AWS Big Data Blog
Stream data to Amazon S3 for real-time analytics using the Oracle GoldenGate S3 handler
Modern business applications rely on timely and accurate data with increasing demand for real-time analytics. There is a growing need for efficient and scalable data storage solutions. Data at times is stored in different datasets and needs to be consolidated before meaningful and complete insights can be drawn from the datasets.

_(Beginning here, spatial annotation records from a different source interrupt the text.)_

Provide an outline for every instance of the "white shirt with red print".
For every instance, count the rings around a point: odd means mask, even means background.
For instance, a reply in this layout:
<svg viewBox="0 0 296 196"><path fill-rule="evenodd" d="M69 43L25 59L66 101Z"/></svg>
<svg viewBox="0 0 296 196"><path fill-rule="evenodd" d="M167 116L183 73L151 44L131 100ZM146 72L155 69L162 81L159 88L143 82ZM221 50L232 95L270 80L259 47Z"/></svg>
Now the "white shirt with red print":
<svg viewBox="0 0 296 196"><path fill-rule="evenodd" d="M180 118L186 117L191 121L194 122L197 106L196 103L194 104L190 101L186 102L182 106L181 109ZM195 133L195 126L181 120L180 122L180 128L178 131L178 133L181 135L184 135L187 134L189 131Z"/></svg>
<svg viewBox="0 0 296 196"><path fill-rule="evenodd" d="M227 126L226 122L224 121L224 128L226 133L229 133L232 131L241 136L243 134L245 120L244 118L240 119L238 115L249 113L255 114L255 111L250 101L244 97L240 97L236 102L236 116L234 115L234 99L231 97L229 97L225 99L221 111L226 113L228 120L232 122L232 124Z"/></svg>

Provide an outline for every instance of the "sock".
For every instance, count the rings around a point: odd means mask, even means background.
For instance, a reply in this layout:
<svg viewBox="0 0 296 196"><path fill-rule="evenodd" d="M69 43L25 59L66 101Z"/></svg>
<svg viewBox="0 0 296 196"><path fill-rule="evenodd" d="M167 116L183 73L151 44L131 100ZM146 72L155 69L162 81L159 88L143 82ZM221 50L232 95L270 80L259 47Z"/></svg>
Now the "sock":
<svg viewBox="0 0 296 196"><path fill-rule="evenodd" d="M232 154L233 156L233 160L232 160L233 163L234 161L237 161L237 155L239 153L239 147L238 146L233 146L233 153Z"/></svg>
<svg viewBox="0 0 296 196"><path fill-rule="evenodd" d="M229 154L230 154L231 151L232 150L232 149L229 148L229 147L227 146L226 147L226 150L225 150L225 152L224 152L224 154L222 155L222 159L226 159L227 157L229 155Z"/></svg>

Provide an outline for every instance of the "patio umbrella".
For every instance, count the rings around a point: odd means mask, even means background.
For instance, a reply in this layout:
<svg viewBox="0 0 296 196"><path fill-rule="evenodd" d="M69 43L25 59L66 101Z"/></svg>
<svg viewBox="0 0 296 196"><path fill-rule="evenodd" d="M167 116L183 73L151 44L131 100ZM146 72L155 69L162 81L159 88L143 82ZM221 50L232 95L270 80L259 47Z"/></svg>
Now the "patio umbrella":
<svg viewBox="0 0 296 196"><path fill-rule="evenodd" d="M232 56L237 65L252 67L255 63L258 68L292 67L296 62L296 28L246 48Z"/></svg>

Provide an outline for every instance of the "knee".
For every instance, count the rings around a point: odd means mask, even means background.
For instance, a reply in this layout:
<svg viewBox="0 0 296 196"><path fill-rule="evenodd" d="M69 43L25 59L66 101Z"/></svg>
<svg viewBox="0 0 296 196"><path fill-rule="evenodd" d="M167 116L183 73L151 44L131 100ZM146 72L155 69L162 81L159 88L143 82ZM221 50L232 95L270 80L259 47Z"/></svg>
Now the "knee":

This is where replication tools help move the data from its source to the target systems in real time and transform it as necessary to help businesses with consolidation.
In this post, we provide a step-by-step guide for installing and configuring Oracle GoldenGate for streaming data from relational databases to Amazon Simple Storage Service (Amazon S3) for real-time analytics using the Oracle GoldenGate S3 handler.
Oracle GoldenGate for Oracle Database and Big Data adapters
Oracle GoldenGate is a real-time data integration and replication tool used for disaster recovery, data migrations, high availability. It captures and applies transactional changes in real time, minimizing latency and keeping target systems synchronized with source databases. It supports data transformation, allowing modifications during replication, and works with various database systems, including SQL Server, MySQL, and PostgreSQL. GoldenGate supports flexible replication topologies such as unidirectional, bidirectional, and multi-master configurations. Before using GoldenGate, make sure you have reviewed and adhere to the license agreement.
Oracle GoldenGate for Big Data provides adapters that facilitate real-time data integration from different sources to big data services like Hadoop, Apache Kafka, and Amazon S3. You can configure the adapters to control the data capture, transformation, and delivery process based on your specific requirements to support both batch-oriented and real-time streaming data integration patterns.
GoldenGate provides special tools called S3 event handlers to integrate with Amazon S3 for data replication. These handlers allow GoldenGate to read from and write data to S3 buckets. This option allows you to use Amazon S3 for GoldenGate deployments across on-premises, cloud, and hybrid environments.
Solution overview
The following diagram illustrates our solution architecture.
In this post, we walk you through the following high-level steps:
- Install GoldenGate software on Amazon Elastic Compute Cloud (Amazon EC2).
- Configure GoldenGate for Oracle Database and extract data from the Oracle database to trail files.
- Replicate the data to Amazon S3 using the GoldenGate for Big Data S3 handler.
Prerequisites
You must have the following prerequisites in place:
- An Oracle Database 19c or later, either on Amazon Relational Database Service (Amazon RDS) for Oracle or Amazon EC2.
- Make sure you have completed the steps in Preparing the Database for Oracle GoldenGate.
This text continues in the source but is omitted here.